Safety and immunogenicity of COVID-19 vaccination in patients with hepatocellular carcinoma (CHESS-NMCID 2101): A multicenter prospective study.

Data on safety and immunogenicity of coronavirus disease 2019 (COVID-19) vaccinations in hepatocellular carcinoma (HCC) patients are limited. In this multicenter prospective study, HCC patients received two doses of inactivated whole-virion COVID-19 vaccines. The safety and neutralizing antibody were monitored. Totally, 74 patients were enrolled from 10 centers in China, and 37 (50.0%), 25 (33.8%), and 12 (16.2%) received the CoronaVac, BBIBP-CorV, and WIBP-CorV, respectively. The vaccines were well tolerated, where pain at the injection site (6.8% [5/74]) and anorexia (2.7% [2/74]) were the most frequent local and systemic adverse events. The median level of neutralizing antibody was 13.5 (interquartile range [IQR]: 6.9-23.2) AU/ml at 45 (IQR: 19-72) days after the second dose of vaccinations, and 60.8% (45/74) of patients had positive neutralizing antibody.
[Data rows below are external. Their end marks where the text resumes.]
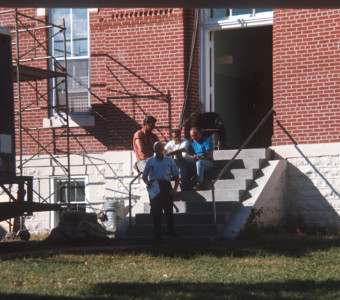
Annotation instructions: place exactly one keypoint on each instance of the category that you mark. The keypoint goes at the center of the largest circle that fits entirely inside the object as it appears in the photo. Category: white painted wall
(109, 175)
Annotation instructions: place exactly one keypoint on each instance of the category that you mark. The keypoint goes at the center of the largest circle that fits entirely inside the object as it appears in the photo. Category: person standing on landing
(143, 141)
(201, 149)
(161, 168)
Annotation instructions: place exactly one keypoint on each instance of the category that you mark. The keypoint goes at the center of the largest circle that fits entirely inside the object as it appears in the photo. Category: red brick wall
(153, 44)
(306, 74)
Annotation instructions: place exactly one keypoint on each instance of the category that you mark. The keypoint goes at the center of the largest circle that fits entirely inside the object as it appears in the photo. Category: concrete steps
(194, 220)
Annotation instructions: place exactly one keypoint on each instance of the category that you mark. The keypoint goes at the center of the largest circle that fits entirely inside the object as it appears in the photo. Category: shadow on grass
(180, 290)
(290, 247)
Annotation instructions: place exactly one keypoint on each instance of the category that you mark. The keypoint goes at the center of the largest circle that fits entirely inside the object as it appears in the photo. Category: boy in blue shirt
(202, 151)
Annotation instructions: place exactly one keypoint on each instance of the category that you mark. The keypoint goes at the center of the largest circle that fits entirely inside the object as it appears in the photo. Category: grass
(263, 268)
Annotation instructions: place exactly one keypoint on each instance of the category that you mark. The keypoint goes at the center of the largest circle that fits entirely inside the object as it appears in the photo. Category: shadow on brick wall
(114, 128)
(309, 205)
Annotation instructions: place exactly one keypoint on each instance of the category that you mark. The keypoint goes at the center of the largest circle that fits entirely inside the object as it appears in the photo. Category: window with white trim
(77, 58)
(221, 13)
(77, 192)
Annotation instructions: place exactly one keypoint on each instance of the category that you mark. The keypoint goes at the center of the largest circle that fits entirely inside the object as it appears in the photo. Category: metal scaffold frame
(25, 71)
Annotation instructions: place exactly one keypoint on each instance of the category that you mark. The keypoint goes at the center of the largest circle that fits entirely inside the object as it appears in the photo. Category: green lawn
(263, 268)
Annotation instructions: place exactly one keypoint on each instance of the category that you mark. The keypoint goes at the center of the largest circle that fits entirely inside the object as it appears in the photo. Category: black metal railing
(227, 166)
(130, 195)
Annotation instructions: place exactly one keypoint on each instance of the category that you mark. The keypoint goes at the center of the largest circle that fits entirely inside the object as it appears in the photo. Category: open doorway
(243, 90)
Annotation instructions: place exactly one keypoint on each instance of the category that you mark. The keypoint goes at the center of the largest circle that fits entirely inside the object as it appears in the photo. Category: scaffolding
(33, 62)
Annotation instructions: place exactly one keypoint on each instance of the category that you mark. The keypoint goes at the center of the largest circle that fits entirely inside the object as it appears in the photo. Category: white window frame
(54, 198)
(207, 27)
(76, 118)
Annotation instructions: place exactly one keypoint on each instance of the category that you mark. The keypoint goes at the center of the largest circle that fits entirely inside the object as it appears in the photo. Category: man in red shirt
(143, 141)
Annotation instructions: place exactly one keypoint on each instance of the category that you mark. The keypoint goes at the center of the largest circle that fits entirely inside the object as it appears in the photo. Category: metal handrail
(227, 166)
(130, 195)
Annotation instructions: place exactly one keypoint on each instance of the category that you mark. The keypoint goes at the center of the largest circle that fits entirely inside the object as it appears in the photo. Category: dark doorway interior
(243, 83)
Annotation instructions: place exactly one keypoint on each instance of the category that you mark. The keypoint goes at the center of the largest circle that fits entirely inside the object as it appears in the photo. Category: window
(77, 192)
(221, 13)
(77, 59)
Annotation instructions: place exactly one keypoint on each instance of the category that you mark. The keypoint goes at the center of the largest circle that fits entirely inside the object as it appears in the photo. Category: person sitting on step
(201, 149)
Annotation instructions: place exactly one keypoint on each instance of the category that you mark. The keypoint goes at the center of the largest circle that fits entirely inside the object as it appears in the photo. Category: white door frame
(207, 58)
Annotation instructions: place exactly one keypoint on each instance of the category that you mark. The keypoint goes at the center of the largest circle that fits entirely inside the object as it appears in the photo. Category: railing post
(214, 203)
(130, 195)
(226, 167)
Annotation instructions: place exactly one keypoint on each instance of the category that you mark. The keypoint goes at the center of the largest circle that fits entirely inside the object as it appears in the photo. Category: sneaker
(198, 186)
(173, 233)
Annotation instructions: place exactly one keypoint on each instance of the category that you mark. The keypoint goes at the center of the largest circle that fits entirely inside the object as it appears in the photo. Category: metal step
(181, 229)
(186, 218)
(201, 196)
(195, 207)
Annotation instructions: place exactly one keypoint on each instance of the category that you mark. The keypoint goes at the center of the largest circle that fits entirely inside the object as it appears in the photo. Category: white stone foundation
(313, 185)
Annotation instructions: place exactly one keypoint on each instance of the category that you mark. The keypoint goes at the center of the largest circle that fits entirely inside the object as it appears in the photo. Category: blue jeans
(188, 167)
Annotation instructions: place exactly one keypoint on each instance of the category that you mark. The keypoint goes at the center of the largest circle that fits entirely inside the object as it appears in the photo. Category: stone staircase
(194, 219)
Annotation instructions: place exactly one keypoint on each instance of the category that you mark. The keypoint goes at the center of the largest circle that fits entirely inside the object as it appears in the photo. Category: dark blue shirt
(201, 147)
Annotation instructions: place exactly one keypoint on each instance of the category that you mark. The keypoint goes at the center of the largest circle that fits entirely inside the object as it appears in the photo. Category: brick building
(126, 63)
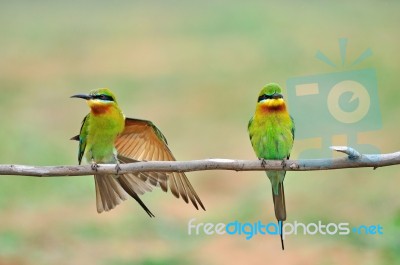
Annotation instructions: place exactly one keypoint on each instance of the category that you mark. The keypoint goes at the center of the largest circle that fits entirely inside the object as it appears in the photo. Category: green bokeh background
(195, 69)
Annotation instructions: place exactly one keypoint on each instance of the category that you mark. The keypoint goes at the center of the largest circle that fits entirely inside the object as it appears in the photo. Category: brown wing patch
(142, 141)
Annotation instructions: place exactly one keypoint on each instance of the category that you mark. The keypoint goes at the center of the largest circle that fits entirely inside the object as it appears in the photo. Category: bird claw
(283, 163)
(94, 166)
(117, 168)
(263, 162)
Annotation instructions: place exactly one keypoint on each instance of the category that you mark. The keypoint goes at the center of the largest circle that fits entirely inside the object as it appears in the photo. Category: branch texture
(354, 160)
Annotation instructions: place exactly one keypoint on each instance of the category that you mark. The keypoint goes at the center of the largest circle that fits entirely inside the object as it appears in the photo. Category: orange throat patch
(275, 105)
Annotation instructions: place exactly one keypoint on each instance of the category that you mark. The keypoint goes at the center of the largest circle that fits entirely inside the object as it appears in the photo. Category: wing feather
(142, 140)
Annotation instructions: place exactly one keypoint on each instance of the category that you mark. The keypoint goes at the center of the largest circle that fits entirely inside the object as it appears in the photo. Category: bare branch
(354, 160)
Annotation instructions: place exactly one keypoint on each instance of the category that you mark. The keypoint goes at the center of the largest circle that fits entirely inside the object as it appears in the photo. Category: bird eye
(104, 97)
(263, 97)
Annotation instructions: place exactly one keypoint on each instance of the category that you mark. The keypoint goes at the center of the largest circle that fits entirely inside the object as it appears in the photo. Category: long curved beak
(87, 97)
(276, 96)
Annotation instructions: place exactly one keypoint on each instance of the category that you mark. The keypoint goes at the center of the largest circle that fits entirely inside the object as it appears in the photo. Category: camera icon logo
(333, 107)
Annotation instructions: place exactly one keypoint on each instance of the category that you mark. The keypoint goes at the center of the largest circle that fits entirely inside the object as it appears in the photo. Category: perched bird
(271, 131)
(107, 137)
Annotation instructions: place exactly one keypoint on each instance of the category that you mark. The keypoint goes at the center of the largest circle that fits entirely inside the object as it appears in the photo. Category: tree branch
(354, 160)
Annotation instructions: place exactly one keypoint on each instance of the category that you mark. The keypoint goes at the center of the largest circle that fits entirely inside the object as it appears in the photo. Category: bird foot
(117, 168)
(263, 162)
(283, 163)
(94, 166)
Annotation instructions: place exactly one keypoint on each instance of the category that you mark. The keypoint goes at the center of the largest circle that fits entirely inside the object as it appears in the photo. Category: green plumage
(271, 131)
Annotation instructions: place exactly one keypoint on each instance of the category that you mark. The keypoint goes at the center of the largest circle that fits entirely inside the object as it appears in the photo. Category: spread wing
(141, 140)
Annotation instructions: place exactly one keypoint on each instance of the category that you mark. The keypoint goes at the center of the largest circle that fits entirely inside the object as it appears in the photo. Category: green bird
(271, 132)
(107, 137)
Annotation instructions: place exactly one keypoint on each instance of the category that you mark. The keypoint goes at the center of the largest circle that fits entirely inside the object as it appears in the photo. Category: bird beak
(87, 97)
(276, 96)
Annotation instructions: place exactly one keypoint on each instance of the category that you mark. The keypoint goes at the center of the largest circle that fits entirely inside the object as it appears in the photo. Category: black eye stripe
(273, 96)
(103, 97)
(263, 97)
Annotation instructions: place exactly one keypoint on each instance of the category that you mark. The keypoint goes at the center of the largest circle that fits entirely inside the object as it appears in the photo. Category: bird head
(270, 98)
(99, 100)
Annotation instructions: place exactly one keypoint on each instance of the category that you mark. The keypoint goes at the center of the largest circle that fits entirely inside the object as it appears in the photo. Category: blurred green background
(195, 69)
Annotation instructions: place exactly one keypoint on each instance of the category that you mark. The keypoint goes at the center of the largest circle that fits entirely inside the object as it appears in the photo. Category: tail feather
(279, 203)
(123, 181)
(280, 207)
(108, 193)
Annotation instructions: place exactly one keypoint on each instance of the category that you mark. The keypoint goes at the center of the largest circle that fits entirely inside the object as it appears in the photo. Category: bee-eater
(107, 137)
(271, 131)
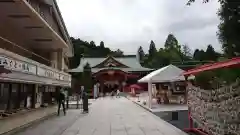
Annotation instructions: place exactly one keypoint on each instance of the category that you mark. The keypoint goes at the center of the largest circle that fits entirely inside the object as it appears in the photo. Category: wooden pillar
(18, 100)
(150, 94)
(33, 98)
(9, 96)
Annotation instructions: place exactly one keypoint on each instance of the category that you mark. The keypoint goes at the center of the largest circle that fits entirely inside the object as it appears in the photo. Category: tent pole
(150, 94)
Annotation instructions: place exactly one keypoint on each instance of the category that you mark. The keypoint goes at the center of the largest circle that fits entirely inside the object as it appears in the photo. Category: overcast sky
(128, 24)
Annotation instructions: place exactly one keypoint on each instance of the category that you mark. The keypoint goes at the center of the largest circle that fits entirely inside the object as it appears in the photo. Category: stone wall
(216, 111)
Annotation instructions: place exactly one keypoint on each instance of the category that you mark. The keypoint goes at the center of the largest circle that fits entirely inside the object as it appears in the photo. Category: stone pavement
(18, 121)
(143, 97)
(107, 116)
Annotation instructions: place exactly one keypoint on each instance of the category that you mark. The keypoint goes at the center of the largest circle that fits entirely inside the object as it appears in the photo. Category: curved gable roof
(130, 62)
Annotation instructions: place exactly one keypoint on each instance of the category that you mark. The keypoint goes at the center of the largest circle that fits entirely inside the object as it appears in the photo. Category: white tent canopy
(169, 73)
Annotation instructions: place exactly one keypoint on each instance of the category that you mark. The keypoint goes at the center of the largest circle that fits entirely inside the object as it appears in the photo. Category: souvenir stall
(214, 111)
(165, 81)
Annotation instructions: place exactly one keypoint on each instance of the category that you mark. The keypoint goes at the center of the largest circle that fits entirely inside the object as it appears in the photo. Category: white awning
(169, 73)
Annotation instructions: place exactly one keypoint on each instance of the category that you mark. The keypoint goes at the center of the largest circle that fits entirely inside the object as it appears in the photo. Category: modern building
(113, 72)
(34, 51)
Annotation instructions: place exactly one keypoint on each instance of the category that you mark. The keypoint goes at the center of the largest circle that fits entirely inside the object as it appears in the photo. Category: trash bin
(85, 102)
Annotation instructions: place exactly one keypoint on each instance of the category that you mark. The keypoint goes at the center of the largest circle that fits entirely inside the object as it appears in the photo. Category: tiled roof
(131, 62)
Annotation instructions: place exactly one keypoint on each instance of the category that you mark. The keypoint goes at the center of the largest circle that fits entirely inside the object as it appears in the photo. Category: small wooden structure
(235, 62)
(166, 81)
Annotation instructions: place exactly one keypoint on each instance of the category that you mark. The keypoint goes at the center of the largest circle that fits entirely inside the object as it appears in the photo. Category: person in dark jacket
(61, 101)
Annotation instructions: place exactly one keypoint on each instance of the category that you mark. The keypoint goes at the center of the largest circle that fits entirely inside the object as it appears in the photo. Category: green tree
(186, 52)
(152, 50)
(199, 55)
(173, 48)
(171, 42)
(102, 44)
(118, 53)
(229, 28)
(87, 78)
(211, 54)
(141, 54)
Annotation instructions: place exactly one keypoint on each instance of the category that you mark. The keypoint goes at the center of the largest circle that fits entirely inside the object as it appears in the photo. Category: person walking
(61, 101)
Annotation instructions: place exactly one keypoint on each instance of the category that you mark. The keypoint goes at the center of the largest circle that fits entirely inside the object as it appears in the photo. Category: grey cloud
(192, 24)
(127, 24)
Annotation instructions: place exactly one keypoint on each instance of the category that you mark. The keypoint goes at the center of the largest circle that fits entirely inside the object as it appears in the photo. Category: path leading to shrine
(106, 117)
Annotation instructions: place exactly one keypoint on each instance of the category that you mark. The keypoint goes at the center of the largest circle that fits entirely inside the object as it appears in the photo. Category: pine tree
(141, 54)
(152, 50)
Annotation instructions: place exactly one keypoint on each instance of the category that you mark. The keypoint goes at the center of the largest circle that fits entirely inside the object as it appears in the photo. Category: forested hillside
(172, 52)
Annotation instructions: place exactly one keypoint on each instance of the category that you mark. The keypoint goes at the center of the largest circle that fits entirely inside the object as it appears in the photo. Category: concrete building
(34, 47)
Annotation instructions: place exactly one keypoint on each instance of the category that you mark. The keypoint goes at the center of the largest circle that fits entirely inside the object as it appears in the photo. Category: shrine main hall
(113, 72)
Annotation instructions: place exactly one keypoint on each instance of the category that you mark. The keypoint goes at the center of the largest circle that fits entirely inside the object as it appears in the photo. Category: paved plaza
(106, 117)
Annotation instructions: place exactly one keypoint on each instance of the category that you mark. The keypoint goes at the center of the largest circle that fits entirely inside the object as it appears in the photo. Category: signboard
(48, 73)
(52, 74)
(16, 65)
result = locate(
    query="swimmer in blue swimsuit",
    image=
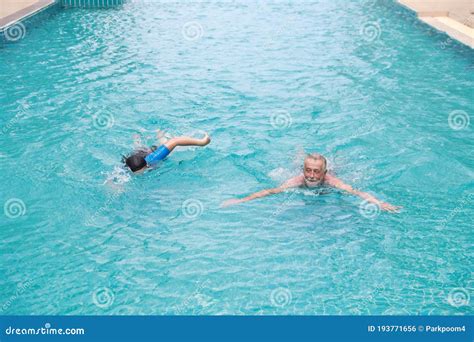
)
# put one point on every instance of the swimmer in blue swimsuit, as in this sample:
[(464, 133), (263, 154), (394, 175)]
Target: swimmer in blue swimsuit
[(141, 160)]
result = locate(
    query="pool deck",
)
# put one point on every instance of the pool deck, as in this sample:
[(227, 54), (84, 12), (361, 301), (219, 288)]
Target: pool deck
[(14, 10), (454, 17)]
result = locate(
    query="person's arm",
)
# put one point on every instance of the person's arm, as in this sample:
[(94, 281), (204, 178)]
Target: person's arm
[(339, 184), (291, 183), (187, 141)]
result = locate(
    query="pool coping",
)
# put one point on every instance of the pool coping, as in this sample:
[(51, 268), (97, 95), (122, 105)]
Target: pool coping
[(441, 21), (25, 13)]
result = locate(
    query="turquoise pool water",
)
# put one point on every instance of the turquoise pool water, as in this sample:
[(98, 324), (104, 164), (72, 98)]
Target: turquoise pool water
[(364, 83)]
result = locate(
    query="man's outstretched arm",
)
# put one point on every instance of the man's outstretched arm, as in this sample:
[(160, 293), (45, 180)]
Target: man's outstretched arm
[(291, 183), (339, 184)]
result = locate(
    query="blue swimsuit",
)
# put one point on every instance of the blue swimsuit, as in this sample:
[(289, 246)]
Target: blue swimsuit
[(159, 154)]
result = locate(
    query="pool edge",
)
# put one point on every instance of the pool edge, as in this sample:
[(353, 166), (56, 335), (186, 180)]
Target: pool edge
[(431, 19), (25, 13)]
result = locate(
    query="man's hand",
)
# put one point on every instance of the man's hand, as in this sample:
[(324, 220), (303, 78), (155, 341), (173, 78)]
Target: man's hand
[(389, 207), (230, 202)]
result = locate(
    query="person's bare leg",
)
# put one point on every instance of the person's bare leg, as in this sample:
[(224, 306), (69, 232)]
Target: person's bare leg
[(187, 141)]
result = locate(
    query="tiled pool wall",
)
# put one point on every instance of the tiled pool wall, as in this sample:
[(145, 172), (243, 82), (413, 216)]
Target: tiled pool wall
[(18, 30), (91, 3)]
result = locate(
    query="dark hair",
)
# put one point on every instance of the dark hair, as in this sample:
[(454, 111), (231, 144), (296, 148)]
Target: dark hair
[(136, 161)]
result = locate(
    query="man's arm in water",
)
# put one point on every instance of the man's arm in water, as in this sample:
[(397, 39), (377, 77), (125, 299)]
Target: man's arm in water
[(339, 184), (290, 183)]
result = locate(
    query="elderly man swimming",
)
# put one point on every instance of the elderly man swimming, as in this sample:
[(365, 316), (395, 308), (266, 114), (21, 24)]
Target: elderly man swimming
[(315, 174)]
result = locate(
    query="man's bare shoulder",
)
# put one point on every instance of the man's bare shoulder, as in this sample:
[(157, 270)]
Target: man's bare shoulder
[(293, 182)]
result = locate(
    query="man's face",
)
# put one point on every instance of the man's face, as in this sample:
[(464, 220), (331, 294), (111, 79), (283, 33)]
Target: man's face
[(313, 171)]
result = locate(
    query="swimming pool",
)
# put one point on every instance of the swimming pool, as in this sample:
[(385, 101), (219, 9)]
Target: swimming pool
[(384, 97)]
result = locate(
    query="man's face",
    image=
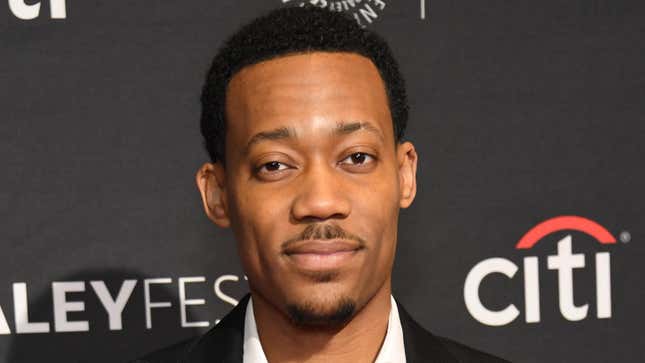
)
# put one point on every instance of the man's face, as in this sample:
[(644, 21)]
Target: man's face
[(313, 181)]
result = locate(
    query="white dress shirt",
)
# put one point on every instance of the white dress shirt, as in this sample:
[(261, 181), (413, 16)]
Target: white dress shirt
[(392, 350)]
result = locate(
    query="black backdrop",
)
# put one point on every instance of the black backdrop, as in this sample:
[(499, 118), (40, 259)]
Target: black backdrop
[(521, 112)]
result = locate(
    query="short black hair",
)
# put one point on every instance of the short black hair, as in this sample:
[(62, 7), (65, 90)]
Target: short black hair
[(293, 30)]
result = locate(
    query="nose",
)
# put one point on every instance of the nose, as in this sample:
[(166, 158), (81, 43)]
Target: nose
[(321, 195)]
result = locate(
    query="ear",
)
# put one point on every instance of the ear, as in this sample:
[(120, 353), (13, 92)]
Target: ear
[(407, 159), (211, 183)]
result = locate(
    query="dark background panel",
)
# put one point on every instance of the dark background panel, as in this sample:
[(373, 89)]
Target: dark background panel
[(520, 112)]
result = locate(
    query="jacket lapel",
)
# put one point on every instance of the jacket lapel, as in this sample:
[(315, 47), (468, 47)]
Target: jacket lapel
[(223, 343), (420, 345)]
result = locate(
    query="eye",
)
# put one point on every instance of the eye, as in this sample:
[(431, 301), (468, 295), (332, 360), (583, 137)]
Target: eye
[(272, 167), (358, 159)]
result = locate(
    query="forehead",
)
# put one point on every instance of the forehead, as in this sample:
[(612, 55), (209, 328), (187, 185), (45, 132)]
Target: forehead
[(306, 92)]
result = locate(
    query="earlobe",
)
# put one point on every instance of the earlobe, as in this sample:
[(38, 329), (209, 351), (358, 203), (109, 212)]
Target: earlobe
[(407, 157), (211, 183)]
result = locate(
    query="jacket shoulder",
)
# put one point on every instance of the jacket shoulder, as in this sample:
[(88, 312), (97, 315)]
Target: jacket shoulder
[(466, 354), (175, 353)]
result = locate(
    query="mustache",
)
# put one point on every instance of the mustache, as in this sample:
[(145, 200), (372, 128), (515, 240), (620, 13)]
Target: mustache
[(323, 232)]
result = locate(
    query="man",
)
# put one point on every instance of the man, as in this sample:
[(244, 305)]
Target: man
[(303, 114)]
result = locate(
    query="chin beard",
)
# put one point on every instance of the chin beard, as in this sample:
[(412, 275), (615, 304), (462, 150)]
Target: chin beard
[(307, 315)]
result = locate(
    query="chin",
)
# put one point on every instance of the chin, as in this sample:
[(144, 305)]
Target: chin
[(322, 314)]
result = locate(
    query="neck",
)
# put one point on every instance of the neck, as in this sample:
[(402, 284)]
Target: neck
[(357, 341)]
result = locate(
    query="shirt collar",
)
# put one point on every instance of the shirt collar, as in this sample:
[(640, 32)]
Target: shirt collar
[(392, 350)]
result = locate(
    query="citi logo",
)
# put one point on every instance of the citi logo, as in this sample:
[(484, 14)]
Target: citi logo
[(564, 262), (28, 10)]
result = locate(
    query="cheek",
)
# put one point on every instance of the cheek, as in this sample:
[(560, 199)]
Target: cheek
[(256, 220)]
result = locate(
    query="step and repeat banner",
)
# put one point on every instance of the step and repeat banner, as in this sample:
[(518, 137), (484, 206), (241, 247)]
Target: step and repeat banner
[(526, 238)]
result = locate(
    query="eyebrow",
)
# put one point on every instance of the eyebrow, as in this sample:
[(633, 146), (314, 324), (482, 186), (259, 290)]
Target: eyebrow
[(281, 133), (344, 128)]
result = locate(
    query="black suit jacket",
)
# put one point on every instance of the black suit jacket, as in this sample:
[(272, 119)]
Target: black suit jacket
[(224, 344)]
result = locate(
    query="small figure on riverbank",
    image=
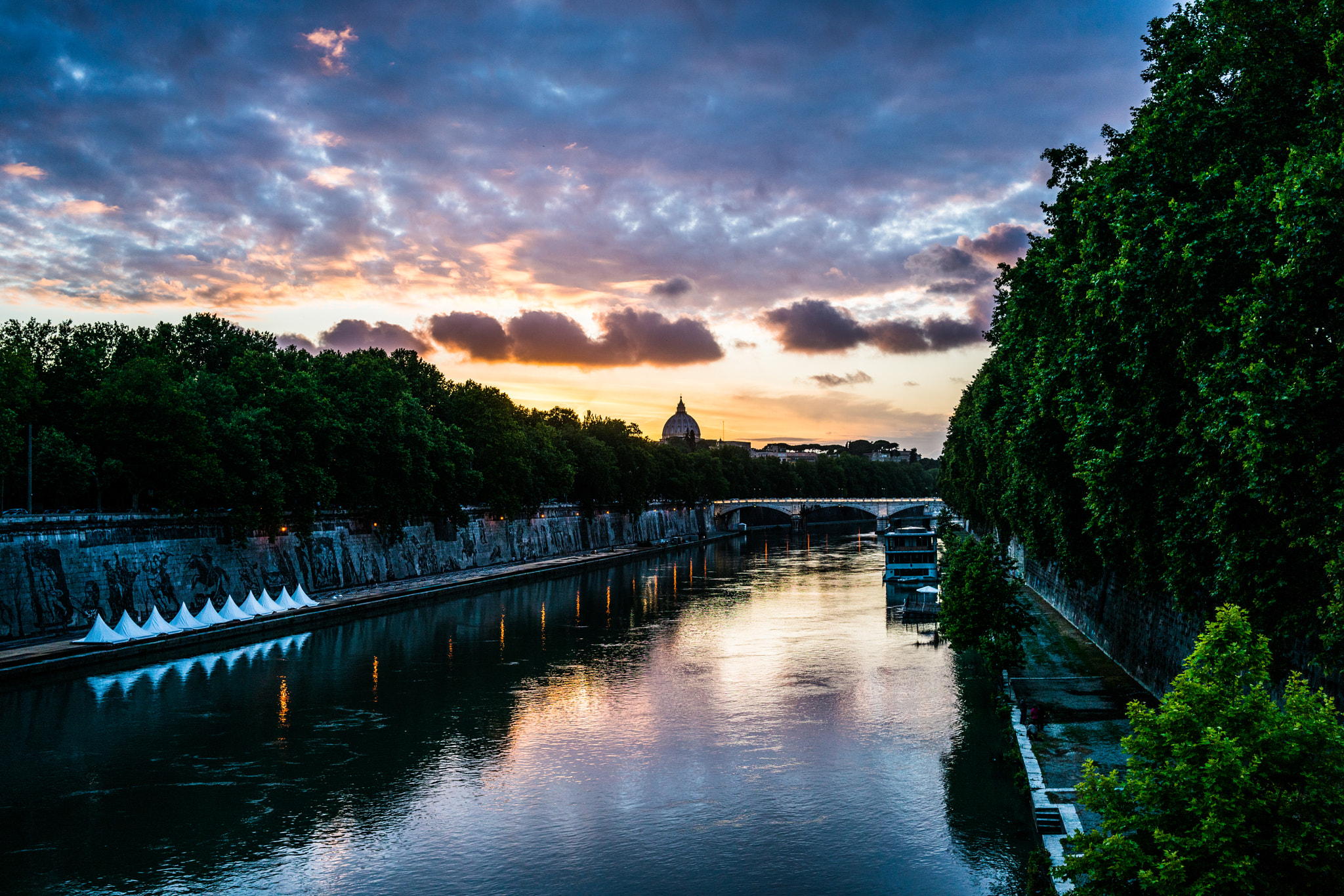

Additionally, lower γ-glutamyl transpeptidase level was related to positive neutralizing antibody (odds ratio = 1.022 [1.003-1.049], p = 0.049). In conclusion, this study found that inactivated COVID-19 vaccinations are safe and the immunogenicity is acceptable or hyporesponsive in patients with HCC. Given that the potential benefits may outweigh the risks and the continuing emergences of novel severe acute respiratory syndrome coronavirus 2 variants, we suggest HCC patients to be vaccinated against COVID-19. Future validation studies are warranted.

INTRODUCTION

Hepatocellular carcinoma (HCC) is the fifth most common tumor worldwide and the second most common cause of cancer‐related death. Meanwhile, coronavirus disease 2019 (COVID‐19), caused by the severe acute respiratory syndrome coronavirus 2 (SARS‐CoV‐2), has resulted in millions of fatalities worldwide. Notably, patients with hepatobiliary malignancies appear to be at elevated risk of SARS‐CoV‐2 infections, which in turn translates into elevated mortality. , , Therefore, it is particularly important to properly deal with these two aspects at the same time in a real‐life setting, especially in the prevention of SARS‐CoV‐2 infection.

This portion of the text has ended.